I am also facing same problem.

@shez : Could you please help me if you figure out solution.

Regards,
Abhijeet

Shezan Baig

unread,
Dec 19, 2013, 9:33:58 AM12/19/13
to kandalkar....@gmail.com, chromi...@chromium.org

I narrowed it down to a bad proxy configuration at my workplace.  The same command works fine from home.

--
--
Chromium Developers mailing list: chromi...@chromium.org
View archives, change email options, or unsubscribe:
http://groups.google.com/a/chromium.org/group/chromium-dev

To unsubscribe from this group and stop receiving emails from it, send an email to chromium-dev...@chromium.org.

Sylvain G

unread,
Feb 19, 2014, 3:21:51 AM2/19/14
to chromi...@chromium.org, kandalkar....@gmail.com
Would you happen to know how to fix the proxy configuration?

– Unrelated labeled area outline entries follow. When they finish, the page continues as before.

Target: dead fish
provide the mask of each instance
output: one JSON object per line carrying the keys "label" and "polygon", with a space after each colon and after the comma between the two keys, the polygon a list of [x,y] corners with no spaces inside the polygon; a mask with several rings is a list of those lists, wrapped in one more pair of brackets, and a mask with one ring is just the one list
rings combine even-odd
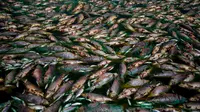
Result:
{"label": "dead fish", "polygon": [[135,95],[134,95],[134,99],[135,100],[138,100],[138,99],[141,99],[143,97],[145,97],[146,95],[148,95],[151,90],[155,87],[156,85],[155,84],[145,84],[143,85],[142,87],[140,87]]}
{"label": "dead fish", "polygon": [[43,85],[43,68],[40,65],[37,65],[32,75],[38,84],[38,86]]}
{"label": "dead fish", "polygon": [[169,91],[169,89],[170,87],[167,85],[157,86],[151,91],[151,93],[149,94],[149,97],[155,97],[161,94],[165,94],[167,91]]}
{"label": "dead fish", "polygon": [[55,74],[56,65],[49,65],[49,68],[44,74],[44,84],[47,84]]}
{"label": "dead fish", "polygon": [[163,94],[160,96],[156,96],[149,100],[152,103],[166,103],[166,104],[181,104],[186,102],[186,98],[177,94]]}
{"label": "dead fish", "polygon": [[186,82],[179,84],[179,86],[187,89],[194,89],[197,91],[200,90],[200,82]]}
{"label": "dead fish", "polygon": [[143,72],[144,70],[146,70],[149,67],[149,65],[142,65],[139,66],[137,68],[131,69],[127,72],[128,75],[130,76],[135,76],[135,74],[139,74],[141,72]]}
{"label": "dead fish", "polygon": [[61,105],[62,101],[59,100],[53,104],[51,104],[49,107],[47,107],[44,112],[58,112],[58,109]]}
{"label": "dead fish", "polygon": [[108,95],[111,98],[116,97],[120,92],[120,86],[121,86],[121,80],[119,77],[116,77],[115,80],[113,81],[112,86],[109,89]]}
{"label": "dead fish", "polygon": [[186,109],[191,109],[191,110],[199,110],[200,103],[199,102],[188,102],[188,103],[183,104],[183,107]]}
{"label": "dead fish", "polygon": [[30,93],[25,93],[25,94],[20,94],[18,93],[16,95],[18,98],[24,100],[25,102],[27,103],[33,103],[33,104],[36,104],[36,105],[49,105],[49,102],[42,98],[41,96],[37,96],[37,95],[34,95],[34,94],[30,94]]}
{"label": "dead fish", "polygon": [[15,75],[17,74],[17,70],[12,70],[10,73],[8,73],[5,77],[5,85],[10,84],[14,81]]}
{"label": "dead fish", "polygon": [[19,72],[16,75],[14,82],[17,82],[18,80],[20,80],[20,79],[24,78],[26,75],[28,75],[28,73],[33,69],[34,66],[35,65],[32,64],[32,65],[24,68],[21,72]]}
{"label": "dead fish", "polygon": [[172,79],[169,82],[169,85],[176,85],[176,84],[182,82],[186,77],[187,77],[187,75],[185,75],[185,74],[177,74],[172,77]]}
{"label": "dead fish", "polygon": [[124,109],[122,106],[115,104],[104,104],[104,103],[90,103],[85,106],[81,106],[77,112],[123,112]]}
{"label": "dead fish", "polygon": [[62,96],[64,96],[65,92],[67,92],[74,81],[69,80],[66,83],[63,83],[60,88],[58,89],[58,91],[56,91],[56,93],[53,95],[53,99],[56,100],[57,98],[61,98]]}
{"label": "dead fish", "polygon": [[25,80],[23,82],[24,82],[24,86],[26,87],[27,92],[30,92],[32,94],[35,94],[35,95],[38,95],[41,97],[44,96],[43,91],[39,87],[37,87],[36,85],[32,84],[31,82],[29,82],[27,80]]}
{"label": "dead fish", "polygon": [[49,99],[60,87],[60,85],[63,82],[63,79],[65,77],[65,74],[60,75],[55,81],[53,81],[48,89],[46,90],[45,98]]}
{"label": "dead fish", "polygon": [[200,94],[196,94],[196,95],[192,96],[189,100],[190,101],[200,101]]}
{"label": "dead fish", "polygon": [[146,84],[148,82],[149,82],[149,80],[135,78],[135,79],[131,79],[130,81],[125,83],[123,87],[124,88],[140,87],[140,86],[143,86],[144,84]]}
{"label": "dead fish", "polygon": [[89,79],[93,79],[93,78],[95,78],[95,77],[98,77],[98,76],[100,76],[100,75],[102,75],[102,74],[104,74],[104,73],[106,73],[107,71],[110,71],[110,70],[112,70],[112,69],[113,69],[113,66],[109,66],[109,67],[106,67],[106,68],[102,68],[102,69],[100,69],[99,71],[95,72],[94,74],[90,75],[90,76],[89,76]]}
{"label": "dead fish", "polygon": [[124,78],[125,78],[126,71],[127,71],[126,64],[125,64],[124,62],[122,62],[122,63],[119,65],[119,76],[120,76],[120,79],[121,79],[123,82],[124,82]]}
{"label": "dead fish", "polygon": [[95,94],[95,93],[83,93],[83,97],[88,98],[92,102],[109,102],[113,101],[111,98],[100,95],[100,94]]}
{"label": "dead fish", "polygon": [[134,94],[137,91],[136,88],[127,88],[118,95],[118,99],[130,98],[130,95]]}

I'm facing the same problem, but cannot bypass my proxy (living in China, a proxy is needed to access google). I tried 2 different proxies, both have the same issue...

Shezan Baig

unread,
Feb 19, 2014, 6:44:12 AM2/19/14
to sylvain...@gmail.com, chromi...@chromium.org, kandalkar....@gmail.com

The network people at my workplace are aware of this and they are working on a solution.  Basically, if the proxy is blocking it, there's not much you can do apart from getting them to allow access.

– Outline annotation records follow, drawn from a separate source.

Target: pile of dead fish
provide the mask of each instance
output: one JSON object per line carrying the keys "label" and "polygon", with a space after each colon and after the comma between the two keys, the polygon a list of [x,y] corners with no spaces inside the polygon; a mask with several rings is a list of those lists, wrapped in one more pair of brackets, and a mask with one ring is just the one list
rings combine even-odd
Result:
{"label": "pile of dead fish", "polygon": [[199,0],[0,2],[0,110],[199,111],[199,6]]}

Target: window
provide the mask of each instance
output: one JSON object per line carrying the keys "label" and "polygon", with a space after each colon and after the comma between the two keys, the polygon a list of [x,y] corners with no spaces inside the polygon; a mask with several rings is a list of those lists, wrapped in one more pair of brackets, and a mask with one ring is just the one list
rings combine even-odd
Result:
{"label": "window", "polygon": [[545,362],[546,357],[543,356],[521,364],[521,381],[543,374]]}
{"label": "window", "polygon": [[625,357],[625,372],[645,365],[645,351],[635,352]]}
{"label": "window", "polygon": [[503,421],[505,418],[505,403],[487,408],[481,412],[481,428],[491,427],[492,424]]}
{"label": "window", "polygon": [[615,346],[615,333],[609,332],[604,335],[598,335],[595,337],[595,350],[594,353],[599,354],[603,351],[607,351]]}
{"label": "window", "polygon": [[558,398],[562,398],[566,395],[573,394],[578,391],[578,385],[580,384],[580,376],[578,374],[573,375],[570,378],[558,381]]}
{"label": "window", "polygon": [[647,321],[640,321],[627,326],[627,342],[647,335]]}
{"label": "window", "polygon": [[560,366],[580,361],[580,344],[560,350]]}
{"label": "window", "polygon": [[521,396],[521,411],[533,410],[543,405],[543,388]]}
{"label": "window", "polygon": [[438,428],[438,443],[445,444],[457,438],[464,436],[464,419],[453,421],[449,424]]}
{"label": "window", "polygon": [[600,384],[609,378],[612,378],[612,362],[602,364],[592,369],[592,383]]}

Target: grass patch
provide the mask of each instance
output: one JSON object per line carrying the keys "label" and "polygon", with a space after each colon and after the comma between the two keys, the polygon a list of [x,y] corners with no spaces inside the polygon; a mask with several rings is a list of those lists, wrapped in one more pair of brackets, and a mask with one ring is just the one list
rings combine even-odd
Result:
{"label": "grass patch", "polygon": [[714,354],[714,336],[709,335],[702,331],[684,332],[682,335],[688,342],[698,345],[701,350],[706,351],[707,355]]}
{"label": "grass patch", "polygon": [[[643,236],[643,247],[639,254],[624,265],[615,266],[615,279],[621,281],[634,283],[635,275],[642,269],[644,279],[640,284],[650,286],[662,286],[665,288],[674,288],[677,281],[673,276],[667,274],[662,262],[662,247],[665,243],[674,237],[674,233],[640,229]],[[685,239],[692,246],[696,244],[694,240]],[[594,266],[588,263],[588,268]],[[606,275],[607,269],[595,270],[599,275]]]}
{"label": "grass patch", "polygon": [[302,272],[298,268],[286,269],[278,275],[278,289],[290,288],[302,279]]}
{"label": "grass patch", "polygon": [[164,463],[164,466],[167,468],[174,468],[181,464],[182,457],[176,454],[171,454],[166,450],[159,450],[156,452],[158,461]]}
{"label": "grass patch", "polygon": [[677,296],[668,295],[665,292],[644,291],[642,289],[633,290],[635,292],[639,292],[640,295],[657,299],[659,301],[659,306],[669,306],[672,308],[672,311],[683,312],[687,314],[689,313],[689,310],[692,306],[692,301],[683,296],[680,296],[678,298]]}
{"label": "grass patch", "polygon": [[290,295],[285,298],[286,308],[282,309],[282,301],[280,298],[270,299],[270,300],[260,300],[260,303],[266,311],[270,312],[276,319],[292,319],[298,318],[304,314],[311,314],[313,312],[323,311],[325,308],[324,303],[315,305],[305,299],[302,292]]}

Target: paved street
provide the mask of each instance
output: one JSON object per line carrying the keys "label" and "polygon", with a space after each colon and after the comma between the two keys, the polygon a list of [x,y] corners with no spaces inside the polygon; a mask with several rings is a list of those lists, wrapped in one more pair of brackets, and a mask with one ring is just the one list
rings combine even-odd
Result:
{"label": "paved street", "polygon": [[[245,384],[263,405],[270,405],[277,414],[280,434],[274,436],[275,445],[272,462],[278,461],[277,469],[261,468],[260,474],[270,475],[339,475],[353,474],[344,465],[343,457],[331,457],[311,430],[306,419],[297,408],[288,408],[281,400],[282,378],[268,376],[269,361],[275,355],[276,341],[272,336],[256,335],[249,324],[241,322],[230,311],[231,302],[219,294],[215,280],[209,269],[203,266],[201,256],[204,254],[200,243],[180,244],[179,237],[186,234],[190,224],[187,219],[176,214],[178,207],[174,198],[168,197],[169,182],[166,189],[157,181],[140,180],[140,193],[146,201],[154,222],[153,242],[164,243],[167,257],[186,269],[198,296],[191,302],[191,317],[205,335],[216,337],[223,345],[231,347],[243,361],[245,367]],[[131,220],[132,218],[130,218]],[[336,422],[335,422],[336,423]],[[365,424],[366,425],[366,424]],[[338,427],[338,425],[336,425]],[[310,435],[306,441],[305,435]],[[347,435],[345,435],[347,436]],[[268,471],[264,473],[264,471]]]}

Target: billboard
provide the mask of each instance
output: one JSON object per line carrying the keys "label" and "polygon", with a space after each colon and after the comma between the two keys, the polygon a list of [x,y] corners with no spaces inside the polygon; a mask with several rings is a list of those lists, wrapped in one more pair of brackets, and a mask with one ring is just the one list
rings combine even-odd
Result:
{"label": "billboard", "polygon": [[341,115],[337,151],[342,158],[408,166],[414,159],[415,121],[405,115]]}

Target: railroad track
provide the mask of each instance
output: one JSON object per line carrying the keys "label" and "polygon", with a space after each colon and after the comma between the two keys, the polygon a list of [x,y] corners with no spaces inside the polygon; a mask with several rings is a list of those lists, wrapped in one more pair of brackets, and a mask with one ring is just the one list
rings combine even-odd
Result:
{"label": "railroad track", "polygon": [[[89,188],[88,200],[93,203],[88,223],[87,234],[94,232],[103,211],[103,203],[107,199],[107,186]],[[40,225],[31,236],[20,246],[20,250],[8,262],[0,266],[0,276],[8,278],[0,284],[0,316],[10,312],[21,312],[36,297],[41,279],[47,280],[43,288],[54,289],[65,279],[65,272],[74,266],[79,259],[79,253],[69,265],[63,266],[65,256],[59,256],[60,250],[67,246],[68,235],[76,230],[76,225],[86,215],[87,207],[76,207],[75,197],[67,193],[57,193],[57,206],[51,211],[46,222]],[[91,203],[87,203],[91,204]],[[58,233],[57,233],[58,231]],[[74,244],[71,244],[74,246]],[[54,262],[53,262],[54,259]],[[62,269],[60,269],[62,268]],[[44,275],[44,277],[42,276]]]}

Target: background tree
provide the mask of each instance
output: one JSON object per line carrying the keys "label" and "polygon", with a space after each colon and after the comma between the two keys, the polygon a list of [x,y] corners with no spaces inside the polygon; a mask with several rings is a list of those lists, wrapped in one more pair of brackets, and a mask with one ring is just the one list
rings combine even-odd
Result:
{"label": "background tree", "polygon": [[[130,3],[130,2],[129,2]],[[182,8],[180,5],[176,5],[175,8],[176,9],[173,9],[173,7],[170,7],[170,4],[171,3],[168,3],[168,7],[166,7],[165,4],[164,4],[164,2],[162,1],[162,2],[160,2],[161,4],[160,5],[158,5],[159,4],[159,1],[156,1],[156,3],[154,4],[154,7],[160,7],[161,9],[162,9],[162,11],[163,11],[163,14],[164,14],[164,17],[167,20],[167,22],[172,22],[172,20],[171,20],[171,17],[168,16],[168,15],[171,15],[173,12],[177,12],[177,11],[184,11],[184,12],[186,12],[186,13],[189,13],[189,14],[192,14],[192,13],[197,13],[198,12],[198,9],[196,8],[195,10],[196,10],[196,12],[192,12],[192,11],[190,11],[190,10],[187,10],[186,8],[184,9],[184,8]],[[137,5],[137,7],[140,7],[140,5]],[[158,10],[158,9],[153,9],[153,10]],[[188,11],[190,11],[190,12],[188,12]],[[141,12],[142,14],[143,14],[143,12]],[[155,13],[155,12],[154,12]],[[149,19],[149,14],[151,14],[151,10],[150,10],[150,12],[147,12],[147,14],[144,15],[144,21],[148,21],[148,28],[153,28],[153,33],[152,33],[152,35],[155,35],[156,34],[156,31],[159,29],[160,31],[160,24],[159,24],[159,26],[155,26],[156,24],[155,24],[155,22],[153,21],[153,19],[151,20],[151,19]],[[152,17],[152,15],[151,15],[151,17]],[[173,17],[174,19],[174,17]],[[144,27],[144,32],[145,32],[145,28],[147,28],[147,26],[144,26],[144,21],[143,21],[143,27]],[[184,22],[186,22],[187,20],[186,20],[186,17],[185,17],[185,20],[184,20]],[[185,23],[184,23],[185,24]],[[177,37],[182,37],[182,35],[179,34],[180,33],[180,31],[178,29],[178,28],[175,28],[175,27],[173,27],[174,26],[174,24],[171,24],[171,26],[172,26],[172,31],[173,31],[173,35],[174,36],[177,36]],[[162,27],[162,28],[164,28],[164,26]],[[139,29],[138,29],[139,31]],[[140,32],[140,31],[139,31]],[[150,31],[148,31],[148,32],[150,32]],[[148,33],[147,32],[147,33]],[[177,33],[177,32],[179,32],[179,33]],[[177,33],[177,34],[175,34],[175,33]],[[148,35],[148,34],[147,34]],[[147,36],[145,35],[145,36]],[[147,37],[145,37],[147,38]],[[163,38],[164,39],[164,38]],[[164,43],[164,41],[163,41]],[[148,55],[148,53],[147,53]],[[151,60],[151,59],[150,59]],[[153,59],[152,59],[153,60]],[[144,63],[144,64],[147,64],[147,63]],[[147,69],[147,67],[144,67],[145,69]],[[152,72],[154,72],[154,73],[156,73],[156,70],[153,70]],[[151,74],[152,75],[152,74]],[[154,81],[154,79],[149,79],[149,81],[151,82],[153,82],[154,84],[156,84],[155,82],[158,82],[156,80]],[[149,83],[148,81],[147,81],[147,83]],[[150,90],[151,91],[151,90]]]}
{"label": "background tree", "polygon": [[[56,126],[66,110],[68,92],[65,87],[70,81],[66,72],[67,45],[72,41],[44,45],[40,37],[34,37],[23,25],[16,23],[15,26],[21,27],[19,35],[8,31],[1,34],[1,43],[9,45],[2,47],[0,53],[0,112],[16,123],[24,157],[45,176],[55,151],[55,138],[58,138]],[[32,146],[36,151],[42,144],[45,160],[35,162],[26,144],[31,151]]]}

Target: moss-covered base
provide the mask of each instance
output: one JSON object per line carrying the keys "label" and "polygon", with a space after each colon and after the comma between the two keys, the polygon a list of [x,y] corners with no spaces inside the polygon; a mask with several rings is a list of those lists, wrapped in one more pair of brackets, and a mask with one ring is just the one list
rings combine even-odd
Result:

For now, I can get by without downloading GN.  If the proxy is still an issue for me when the time comes that I actually need GN, then I'll probably just try figure out a way to build it from source, rather than downloading the binary.  But I haven't reached that stage yet..

Sylvain G

unread,
Feb 19, 2014, 6:56:01 AM2/19/14
to chromi...@chromium.org, sylvain...@gmail.com, kandalkar....@gmail.com
Thanks,

It seems there is a workaround for the certificate problem using a proxy.
I used "gsutil config -r" to create a ~/.boto file with proxy details filled in, then made sure download_from_google_storage.py was using this file (ignoring the --no-auth option coming from gclient. sorry it's dirty).

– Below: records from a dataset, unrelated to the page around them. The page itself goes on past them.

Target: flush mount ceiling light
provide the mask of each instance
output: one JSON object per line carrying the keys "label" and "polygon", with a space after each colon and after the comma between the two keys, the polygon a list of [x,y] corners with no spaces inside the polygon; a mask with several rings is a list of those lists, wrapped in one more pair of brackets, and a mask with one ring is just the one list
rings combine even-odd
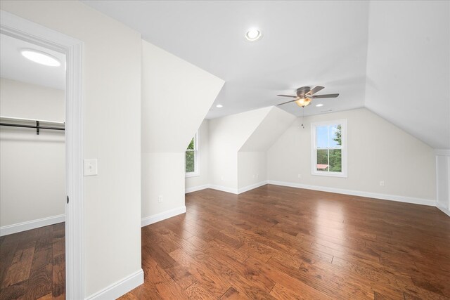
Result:
{"label": "flush mount ceiling light", "polygon": [[20,54],[30,60],[50,67],[59,67],[61,62],[52,55],[34,49],[21,49]]}
{"label": "flush mount ceiling light", "polygon": [[255,41],[262,37],[261,32],[256,28],[250,28],[245,34],[245,39],[248,41]]}

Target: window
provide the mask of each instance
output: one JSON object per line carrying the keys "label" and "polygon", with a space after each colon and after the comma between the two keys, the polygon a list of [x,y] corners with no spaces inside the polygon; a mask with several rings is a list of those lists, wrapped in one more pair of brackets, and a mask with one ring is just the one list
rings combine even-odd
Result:
{"label": "window", "polygon": [[186,150],[186,176],[195,176],[200,174],[198,168],[198,133],[195,133]]}
{"label": "window", "polygon": [[347,177],[347,119],[311,125],[311,174]]}

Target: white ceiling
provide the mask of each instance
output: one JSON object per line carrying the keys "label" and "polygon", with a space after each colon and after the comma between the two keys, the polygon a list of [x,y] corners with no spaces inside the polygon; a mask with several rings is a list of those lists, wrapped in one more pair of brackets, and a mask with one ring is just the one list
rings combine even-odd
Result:
{"label": "white ceiling", "polygon": [[[207,118],[323,85],[318,94],[340,96],[315,99],[305,115],[365,106],[431,147],[450,149],[450,1],[84,2],[225,80]],[[252,43],[244,34],[252,27],[263,37]],[[280,107],[301,113],[294,103]]]}
{"label": "white ceiling", "polygon": [[[323,85],[304,114],[364,106],[368,3],[366,1],[85,1],[140,32],[143,39],[221,78],[207,117],[276,105],[297,88]],[[259,28],[249,42],[247,30]],[[216,108],[221,103],[222,108]],[[300,115],[298,106],[280,107]]]}
{"label": "white ceiling", "polygon": [[[39,65],[24,58],[20,49],[39,50],[62,62],[59,67]],[[0,77],[38,86],[63,90],[65,81],[65,55],[40,46],[0,34]]]}

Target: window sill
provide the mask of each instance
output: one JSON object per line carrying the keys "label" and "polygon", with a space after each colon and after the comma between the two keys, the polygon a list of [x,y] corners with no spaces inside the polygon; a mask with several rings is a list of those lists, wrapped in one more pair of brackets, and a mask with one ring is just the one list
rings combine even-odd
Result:
{"label": "window sill", "polygon": [[342,178],[347,178],[346,174],[345,173],[335,173],[335,172],[320,172],[320,171],[313,171],[311,173],[311,175],[317,175],[319,176],[328,176],[328,177],[342,177]]}
{"label": "window sill", "polygon": [[191,172],[191,173],[185,173],[184,177],[196,177],[200,176],[200,172]]}

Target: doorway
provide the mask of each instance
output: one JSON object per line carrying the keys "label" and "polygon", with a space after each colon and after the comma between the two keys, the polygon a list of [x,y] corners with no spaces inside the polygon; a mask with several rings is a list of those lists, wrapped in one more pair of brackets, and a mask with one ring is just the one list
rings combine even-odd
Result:
{"label": "doorway", "polygon": [[[82,299],[84,296],[83,294],[84,239],[81,96],[82,43],[70,37],[5,11],[1,11],[0,13],[0,34],[7,36],[7,37],[31,43],[38,47],[44,47],[49,51],[55,51],[63,55],[65,58],[65,80],[64,81],[65,112],[64,114],[65,124],[63,124],[65,127],[65,178],[63,181],[65,181],[65,195],[61,199],[64,205],[65,222],[63,226],[63,228],[61,228],[60,226],[60,228],[53,228],[53,230],[59,232],[57,235],[60,238],[61,231],[65,232],[63,254],[65,259],[65,298],[68,299]],[[39,135],[44,135],[44,131],[46,132],[45,134],[49,134],[48,132],[53,129],[38,127],[43,127],[44,124],[47,125],[46,127],[57,127],[60,126],[57,123],[61,123],[60,122],[51,122],[51,121],[54,121],[51,119],[44,121],[51,121],[51,122],[35,123],[34,128],[22,127],[21,129],[39,131]],[[10,123],[13,122],[10,119]],[[30,121],[17,122],[20,123]],[[46,218],[42,219],[49,221]],[[55,220],[53,219],[53,221]],[[44,228],[44,226],[39,228]],[[23,228],[23,229],[26,228]],[[25,247],[25,249],[27,248]],[[31,252],[31,250],[29,250],[29,252]],[[27,271],[27,268],[23,269],[18,268],[18,266],[20,265],[16,265],[15,268],[25,270],[25,273]],[[63,270],[60,270],[60,274],[61,272],[64,273]],[[19,273],[20,274],[20,273]]]}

It seems to work as "gclient runhooks" completes and i can now build chromium.

Shezan Baig

unread,
Feb 19, 2014, 6:59:33 AM2/19/14
to sylvain...@gmail.com, chromi...@chromium.org, kandalkar....@gmail.com

I'm pretty sure I tried that :)

This was a few months ago though, and I haven't tried since.  Maybe (hopefully?) things have changed since then :)

Thanks!

徐亮

unread,
Feb 23, 2014, 7:01:01 AM2/23/14
to chromi...@chromium.org, sylvain...@gmail.com, kandalkar....@gmail.com
I'm a newbie of webrtc and chromium from China. I have same problem when I tried to compile webrtc.


  b.  export PATH="$PATH":`pwd`/depot_tools
  d.  gclient sync --force

After a long time downloading,  I got error:

Syncing projects:  97% (39/40), done.tools/win/supalink
......
________ running 'download_from_google_storage --directory --recursive --num_threads=10 --no_auth --bucket chromium-webrtc-resources trunk/resources' in '/home/lxu/workspace/webrtc'
/home/lxu/depot_tools/third_party/boto/pyami/config.py:75: UserWarning: Unable to load AWS_CREDENTIAL_FILE ()
  warnings.warn('Unable to load AWS_CREDENTIAL_FILE (%s)' % full_path)
Failure: 'NoneType' object is not callable.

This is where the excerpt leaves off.